One of the primary goals of public health agencies is the early detection of infectious disease and emergent biological agents. Whole-genome mapping (WGM) is a recent technology capable of generating a visible signature specific to a given pathogen [1] with the possibility of being used as a clinical detector. By utilizing the entire pathogen’s genome, a high degree of confidence in diagnostic value could potentially be obtained. This technology is curren+tly used in basic research laboratories to aid in DNA sequence analysis, but its applicability in clinical situations has yet to be realized. WGM has been applied primarily for assembly of whole-genome sequencing [2–4] and in strain typing [1,5–8]. Recently, the use in strain typing has been advanced even further to include rapid assessment of genome instabilities in highly pathologic Staphylococcus aureus [9].
Unlike many currently employed diagnostic technologies, this technology does not rely upon DNA amplification [10] and is thereby less prone to enzymatic errors or a prior knowledge of the suspected pathogens. This technology requires as input only purified, stable genomic DNA [11]. This input can be successfully obtained using a number of commercially available high molecular weight extraction kits. The genomic DNA is then gently added via pipette into charged, microfluidic channels which ensure a linear deposition of the DNA. This linear DNA is critical for correct restriction mapping, as individual fragments will be analysed by the instrument. The linearized DNA is then treated with restriction endonucleases, which remove short fragments of DNA, leaving larger fragments present and the order of these fragments remains intact. The final step requires the addition of a fluorescent dye and imaging using a digital camera. Data analysis is performed by overlapping fragment patterns to assemble full-length chromosomes, genomes and/or plasmids.
Because of the lack of a need for early knowledge, this instrument could be used to identify completely unknown infectious agents within a patient sample. Furthermore, this technology could readily be multiplexed, or can be seen as tolerant of contaminating DNA, because it can assemble multiple optical maps in a single sample individually.

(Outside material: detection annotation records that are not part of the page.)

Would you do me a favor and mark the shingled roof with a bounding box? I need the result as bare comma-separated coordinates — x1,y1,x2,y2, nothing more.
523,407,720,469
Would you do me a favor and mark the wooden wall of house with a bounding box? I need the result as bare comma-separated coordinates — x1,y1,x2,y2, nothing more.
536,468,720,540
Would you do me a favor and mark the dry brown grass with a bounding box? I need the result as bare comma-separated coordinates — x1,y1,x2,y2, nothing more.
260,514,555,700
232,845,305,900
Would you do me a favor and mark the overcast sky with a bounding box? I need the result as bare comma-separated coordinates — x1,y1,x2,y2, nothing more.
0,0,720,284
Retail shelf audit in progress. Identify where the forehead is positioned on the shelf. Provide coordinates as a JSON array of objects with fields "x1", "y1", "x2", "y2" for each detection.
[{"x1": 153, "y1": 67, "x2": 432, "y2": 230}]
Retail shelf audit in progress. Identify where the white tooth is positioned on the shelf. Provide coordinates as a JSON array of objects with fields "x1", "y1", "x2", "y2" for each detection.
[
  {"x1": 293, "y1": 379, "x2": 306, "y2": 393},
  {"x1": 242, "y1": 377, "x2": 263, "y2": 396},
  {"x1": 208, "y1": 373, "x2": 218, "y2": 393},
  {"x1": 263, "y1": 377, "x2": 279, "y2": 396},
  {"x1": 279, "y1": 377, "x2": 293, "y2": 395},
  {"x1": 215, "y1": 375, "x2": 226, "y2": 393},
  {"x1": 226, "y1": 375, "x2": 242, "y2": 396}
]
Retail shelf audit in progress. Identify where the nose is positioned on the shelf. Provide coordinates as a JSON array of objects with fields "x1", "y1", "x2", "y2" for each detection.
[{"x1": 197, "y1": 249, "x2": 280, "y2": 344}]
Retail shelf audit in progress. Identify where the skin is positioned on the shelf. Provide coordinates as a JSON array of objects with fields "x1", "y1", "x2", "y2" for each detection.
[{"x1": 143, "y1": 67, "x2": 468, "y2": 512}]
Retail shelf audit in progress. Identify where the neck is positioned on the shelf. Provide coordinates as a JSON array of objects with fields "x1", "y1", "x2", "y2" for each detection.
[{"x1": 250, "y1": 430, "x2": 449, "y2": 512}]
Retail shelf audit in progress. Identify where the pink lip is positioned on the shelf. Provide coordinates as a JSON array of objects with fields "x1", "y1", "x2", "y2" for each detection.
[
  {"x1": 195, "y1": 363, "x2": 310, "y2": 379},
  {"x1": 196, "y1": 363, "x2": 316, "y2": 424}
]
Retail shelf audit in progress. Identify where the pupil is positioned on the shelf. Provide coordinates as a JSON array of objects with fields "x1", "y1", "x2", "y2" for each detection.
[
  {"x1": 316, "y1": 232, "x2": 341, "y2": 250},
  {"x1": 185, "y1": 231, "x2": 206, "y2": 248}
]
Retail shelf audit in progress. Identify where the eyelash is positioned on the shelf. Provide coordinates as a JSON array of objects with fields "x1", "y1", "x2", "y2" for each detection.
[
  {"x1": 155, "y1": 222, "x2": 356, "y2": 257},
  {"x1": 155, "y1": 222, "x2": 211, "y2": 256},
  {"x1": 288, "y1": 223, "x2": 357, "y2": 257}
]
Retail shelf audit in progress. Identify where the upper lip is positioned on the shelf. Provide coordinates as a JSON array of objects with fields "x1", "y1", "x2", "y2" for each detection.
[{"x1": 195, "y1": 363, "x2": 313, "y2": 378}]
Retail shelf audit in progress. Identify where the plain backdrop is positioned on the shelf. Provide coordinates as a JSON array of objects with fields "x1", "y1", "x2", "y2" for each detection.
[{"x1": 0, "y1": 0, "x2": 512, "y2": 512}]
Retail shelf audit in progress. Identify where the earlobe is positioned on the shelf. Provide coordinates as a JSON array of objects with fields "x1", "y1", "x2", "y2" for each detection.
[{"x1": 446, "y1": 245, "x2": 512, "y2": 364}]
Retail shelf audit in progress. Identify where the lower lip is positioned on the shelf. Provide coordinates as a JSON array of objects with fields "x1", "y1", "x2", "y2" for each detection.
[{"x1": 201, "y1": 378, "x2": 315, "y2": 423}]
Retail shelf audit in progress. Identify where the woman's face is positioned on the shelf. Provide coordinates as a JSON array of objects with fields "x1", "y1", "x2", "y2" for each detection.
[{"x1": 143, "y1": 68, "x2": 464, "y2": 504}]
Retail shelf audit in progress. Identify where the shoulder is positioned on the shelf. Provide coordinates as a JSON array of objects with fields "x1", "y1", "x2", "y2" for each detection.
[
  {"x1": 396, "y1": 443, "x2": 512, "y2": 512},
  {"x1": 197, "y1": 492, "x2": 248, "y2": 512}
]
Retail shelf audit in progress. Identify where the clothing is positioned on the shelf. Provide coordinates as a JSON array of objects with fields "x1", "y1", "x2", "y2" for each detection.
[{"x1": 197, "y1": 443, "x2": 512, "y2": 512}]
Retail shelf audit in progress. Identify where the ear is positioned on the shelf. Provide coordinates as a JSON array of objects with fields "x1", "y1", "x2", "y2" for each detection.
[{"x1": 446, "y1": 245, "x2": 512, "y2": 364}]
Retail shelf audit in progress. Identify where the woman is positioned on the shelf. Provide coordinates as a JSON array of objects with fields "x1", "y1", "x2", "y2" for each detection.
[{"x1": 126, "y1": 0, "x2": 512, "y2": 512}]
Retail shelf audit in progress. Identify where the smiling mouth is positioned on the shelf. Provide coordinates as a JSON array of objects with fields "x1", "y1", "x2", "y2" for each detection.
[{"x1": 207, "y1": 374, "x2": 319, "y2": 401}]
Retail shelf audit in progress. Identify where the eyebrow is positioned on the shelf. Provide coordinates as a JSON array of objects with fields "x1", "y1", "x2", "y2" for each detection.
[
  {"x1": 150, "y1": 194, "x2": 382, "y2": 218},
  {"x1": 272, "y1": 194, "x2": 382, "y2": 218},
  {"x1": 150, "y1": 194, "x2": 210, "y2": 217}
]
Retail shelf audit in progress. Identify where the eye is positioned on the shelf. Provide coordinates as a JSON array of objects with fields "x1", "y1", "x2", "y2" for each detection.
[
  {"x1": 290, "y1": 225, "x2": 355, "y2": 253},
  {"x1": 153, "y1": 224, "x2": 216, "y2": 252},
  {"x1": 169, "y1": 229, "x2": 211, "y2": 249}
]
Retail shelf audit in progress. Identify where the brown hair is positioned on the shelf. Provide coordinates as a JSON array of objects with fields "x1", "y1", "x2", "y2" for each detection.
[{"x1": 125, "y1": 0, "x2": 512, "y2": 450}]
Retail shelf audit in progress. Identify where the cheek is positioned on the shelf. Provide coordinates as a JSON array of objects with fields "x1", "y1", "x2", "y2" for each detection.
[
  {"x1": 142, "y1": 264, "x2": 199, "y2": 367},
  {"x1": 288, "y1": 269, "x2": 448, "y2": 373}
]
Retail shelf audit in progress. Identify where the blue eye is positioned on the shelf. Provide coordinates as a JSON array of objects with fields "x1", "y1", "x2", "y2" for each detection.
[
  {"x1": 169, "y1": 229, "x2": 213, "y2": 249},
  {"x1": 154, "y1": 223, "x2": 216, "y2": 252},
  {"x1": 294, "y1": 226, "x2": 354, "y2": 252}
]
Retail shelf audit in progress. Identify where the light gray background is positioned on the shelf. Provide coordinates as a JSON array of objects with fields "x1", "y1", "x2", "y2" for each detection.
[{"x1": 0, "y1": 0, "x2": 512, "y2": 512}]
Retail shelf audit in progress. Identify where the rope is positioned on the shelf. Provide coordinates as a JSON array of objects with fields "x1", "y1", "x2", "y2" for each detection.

The potential of WGM was assessed, within a clinical scope, by evaluating the impacts of mixed cultures and complex, clinical sample backgrounds.
Materials and Methods
The study was performed over the course of one year (2011-2012) at the US Air Force School of Aerospace Medicine in the Applied Technology and Genomics Division. Bacterial cultures were purchased from the American Type Culture Collection (Manassas, VA). Culture media and supplies were purchased from Sigma-Aldrich (St. Louis, MO), VWR (Radnor, PA), or Fisher (Waltham, MA), as appropriate. Chemicals and reagents for DNA extraction and map creation were purchased from OpGen (Gaithersburg, MD). All bacterial operations were performed within Class II Biosafety cabinets and DNA preparations were conducted on freshly cleaned and DNA AWAY (Fisher) decontaminated bench.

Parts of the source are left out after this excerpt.